The remaining 25% of our candidate proteins are possible primary cilia specific proteins because these proteins have not been identified in proteomic studies of motile or specialized sensory cilia. However, some primary cilia specific proteins might be also localized to sensory or motile cilia because Inpp5e was also identified in inner segment of photoreceptor [34
]. Some of the primary cilia specific proteins are apparently involved in signal transduction, such as, Evc2, Inpp5e, Inversin, Broad-Minded (Bromi) and Nphp3. Evc2 and Bromi function in hedgehog signal transduction [20
], while Inpp5e is involved with phosphatidylinositol and PDGF signaling [34
Because ciliary defects are linked to many genetic disorders, we were particularly interested to see if any ciliary disease loci would turn up in our candidate list. In fact, multiple candidate proteins were found to correspond to known causative gene products of genetic disorders (Table S6
). We identified several known ciliopathy gene products, including Inpp5e, Evc2, Nphp3, Nek8 and Lca5 (see referenes in Supplemental Information
). A recent study reported that TSGA14 is a plausible causative gene of autism spectrum disorders [37
]. Moreover, WDR11 has been also recently reported as a causative gene of idiopathic hypogonadotropic hypogonadism and Kallmann syndrome [38
]. In light of our results that Tsga14 and Wdr11 are present within primary cilia (), we hypothesize that the autism and abnormal genital development in such patients might illustrate new symptoms of ciliopathy.

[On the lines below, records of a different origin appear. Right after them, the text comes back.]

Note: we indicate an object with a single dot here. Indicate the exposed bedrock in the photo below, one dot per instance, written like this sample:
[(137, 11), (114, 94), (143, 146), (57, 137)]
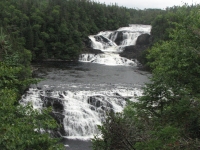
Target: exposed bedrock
[(119, 37)]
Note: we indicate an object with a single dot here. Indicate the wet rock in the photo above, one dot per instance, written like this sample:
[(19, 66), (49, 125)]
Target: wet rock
[(119, 37), (99, 102), (143, 39)]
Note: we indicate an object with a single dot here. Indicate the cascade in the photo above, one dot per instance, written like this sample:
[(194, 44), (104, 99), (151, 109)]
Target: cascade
[(112, 43), (82, 95)]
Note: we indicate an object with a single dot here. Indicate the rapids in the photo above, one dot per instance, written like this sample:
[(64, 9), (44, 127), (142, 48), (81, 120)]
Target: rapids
[(82, 92)]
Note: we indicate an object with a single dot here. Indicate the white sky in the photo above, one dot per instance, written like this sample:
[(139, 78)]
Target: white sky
[(141, 4)]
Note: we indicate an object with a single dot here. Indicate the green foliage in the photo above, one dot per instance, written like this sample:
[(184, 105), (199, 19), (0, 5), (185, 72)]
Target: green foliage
[(21, 127), (55, 29), (167, 116)]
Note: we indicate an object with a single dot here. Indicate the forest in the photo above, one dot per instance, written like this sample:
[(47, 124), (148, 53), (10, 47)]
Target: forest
[(166, 117), (57, 29)]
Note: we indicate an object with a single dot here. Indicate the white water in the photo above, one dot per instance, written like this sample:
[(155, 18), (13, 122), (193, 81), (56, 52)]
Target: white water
[(87, 91), (111, 49), (84, 110)]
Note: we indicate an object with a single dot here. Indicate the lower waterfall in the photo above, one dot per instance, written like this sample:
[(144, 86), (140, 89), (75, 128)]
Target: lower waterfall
[(81, 93)]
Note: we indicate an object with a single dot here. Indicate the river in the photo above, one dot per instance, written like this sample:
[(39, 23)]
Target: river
[(83, 91)]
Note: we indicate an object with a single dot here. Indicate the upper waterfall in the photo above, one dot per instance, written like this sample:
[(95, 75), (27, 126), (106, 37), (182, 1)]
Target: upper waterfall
[(114, 42)]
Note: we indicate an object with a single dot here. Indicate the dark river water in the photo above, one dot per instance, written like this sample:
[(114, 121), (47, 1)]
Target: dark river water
[(87, 77)]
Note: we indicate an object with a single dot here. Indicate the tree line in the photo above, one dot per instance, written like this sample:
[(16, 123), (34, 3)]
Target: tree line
[(167, 116), (56, 29)]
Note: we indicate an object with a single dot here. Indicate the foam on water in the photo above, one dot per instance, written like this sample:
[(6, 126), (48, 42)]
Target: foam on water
[(105, 41), (84, 110)]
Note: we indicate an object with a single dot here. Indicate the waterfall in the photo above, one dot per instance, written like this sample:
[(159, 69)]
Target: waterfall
[(112, 43), (82, 95), (83, 110)]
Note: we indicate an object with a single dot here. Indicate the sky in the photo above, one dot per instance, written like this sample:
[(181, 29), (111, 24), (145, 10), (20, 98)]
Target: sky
[(141, 4)]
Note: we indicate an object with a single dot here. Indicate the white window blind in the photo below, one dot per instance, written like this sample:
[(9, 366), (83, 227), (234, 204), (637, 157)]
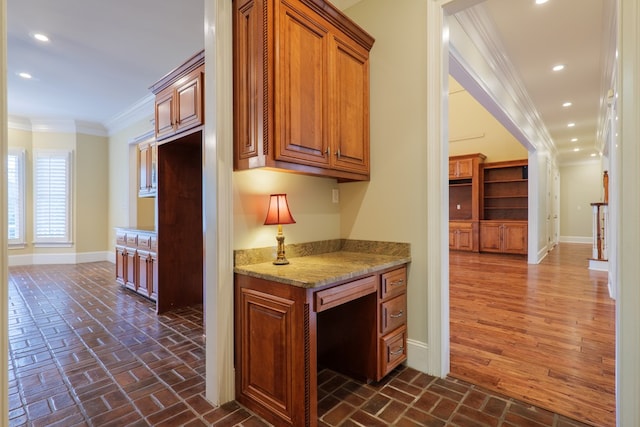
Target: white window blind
[(15, 202), (52, 197)]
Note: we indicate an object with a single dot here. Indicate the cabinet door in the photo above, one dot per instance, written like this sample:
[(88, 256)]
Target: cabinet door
[(514, 238), (465, 168), (189, 102), (490, 237), (349, 84), (153, 276), (143, 273), (301, 101), (453, 238), (165, 114)]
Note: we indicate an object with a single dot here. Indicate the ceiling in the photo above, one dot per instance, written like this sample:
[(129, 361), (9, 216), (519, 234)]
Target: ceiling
[(102, 57)]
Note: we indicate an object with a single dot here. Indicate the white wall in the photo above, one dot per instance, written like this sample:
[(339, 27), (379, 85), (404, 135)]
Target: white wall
[(580, 185)]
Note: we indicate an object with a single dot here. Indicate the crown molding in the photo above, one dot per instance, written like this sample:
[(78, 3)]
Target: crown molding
[(56, 126), (142, 109), (477, 53)]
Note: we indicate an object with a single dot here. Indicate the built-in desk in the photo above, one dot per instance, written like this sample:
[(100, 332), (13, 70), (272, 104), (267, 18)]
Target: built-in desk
[(343, 310)]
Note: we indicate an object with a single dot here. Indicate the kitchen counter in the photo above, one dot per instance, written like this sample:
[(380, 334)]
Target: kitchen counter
[(319, 270)]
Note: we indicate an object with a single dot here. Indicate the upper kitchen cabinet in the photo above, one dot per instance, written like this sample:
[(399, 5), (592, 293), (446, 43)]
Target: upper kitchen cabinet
[(301, 89), (179, 105)]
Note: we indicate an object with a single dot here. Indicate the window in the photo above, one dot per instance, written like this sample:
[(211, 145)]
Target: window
[(52, 197), (15, 187)]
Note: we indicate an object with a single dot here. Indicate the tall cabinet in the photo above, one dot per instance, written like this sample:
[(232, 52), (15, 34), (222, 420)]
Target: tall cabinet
[(464, 201), (488, 205)]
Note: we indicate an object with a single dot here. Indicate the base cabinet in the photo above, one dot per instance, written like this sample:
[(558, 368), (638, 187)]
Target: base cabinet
[(504, 237), (463, 236), (137, 261), (283, 332)]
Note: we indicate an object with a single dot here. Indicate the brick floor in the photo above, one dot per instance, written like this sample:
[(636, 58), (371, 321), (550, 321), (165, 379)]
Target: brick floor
[(86, 352)]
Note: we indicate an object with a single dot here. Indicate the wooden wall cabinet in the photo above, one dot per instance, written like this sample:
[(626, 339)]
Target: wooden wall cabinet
[(147, 169), (356, 327), (464, 201), (509, 237), (463, 236), (461, 167), (179, 104), (301, 89)]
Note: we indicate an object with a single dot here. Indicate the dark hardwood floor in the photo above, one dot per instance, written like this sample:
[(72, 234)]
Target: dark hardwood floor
[(544, 334)]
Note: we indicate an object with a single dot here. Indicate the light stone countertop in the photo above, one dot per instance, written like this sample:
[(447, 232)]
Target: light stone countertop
[(322, 269)]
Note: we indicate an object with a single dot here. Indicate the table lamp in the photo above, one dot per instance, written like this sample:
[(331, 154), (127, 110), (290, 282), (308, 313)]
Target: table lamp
[(279, 214)]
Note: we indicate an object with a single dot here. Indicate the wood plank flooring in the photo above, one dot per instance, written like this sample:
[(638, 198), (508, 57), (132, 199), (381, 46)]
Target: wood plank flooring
[(544, 334)]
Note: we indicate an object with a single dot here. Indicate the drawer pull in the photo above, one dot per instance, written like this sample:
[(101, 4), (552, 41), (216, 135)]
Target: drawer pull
[(397, 352), (397, 315)]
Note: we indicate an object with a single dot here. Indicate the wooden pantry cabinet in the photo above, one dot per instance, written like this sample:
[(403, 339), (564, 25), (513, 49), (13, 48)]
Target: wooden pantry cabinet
[(301, 89), (179, 104), (147, 168), (504, 207)]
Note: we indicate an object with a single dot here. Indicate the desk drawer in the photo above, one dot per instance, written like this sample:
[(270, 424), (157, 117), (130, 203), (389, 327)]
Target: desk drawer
[(393, 349), (344, 293), (393, 313), (394, 283)]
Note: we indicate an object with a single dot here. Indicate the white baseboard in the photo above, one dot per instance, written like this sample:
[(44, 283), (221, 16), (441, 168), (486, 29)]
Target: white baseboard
[(418, 355), (576, 239), (66, 258)]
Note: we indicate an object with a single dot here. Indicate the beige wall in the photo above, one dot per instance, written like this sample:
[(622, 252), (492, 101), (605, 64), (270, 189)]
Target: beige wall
[(89, 193), (472, 129), (92, 193), (123, 195), (580, 185), (317, 218)]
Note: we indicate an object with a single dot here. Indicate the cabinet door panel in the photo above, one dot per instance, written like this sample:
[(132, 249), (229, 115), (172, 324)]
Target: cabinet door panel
[(189, 98), (266, 323), (301, 103), (351, 107)]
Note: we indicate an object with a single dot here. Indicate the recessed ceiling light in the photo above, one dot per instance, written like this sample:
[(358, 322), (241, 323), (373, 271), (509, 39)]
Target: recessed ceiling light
[(41, 37)]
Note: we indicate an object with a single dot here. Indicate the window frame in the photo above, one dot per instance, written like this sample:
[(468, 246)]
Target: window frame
[(20, 241), (61, 239)]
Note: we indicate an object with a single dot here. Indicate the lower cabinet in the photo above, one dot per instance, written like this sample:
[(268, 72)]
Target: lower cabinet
[(463, 236), (137, 261), (284, 332), (509, 237)]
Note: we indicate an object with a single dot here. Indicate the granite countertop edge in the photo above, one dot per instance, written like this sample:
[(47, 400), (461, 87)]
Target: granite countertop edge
[(324, 269)]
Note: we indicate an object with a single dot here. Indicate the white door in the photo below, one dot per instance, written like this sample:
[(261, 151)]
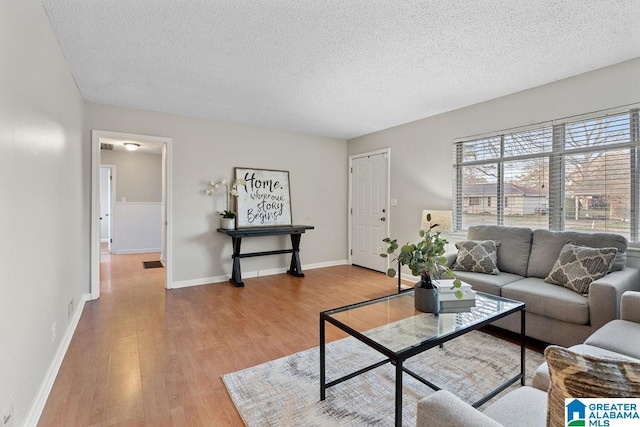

In this study, we isolated primary cilia from cultured mammalian cells and utilized this material to generate the first reported proteome of mammalian primary cilia. Our analysis revealed that the majority of primary cilia components are shared with motile and specialized sensory cilia. However, around 25% of the candidate proteins were only identified in this analysis, including Evc2, Inpp5e, Inversin, Nphp3 and Broad-Minded. These novel candidates, a number of which have already been implicated in ciliopathies and signal transduction, are potentially specific to primary cilia. Tsga14 and Wdr11 are new candidates of causative genes of ciliopathy. The results of this study should serve as a starting point toward a greater understanding of primary cilia functions and mechanistic insights into ciliary diseases.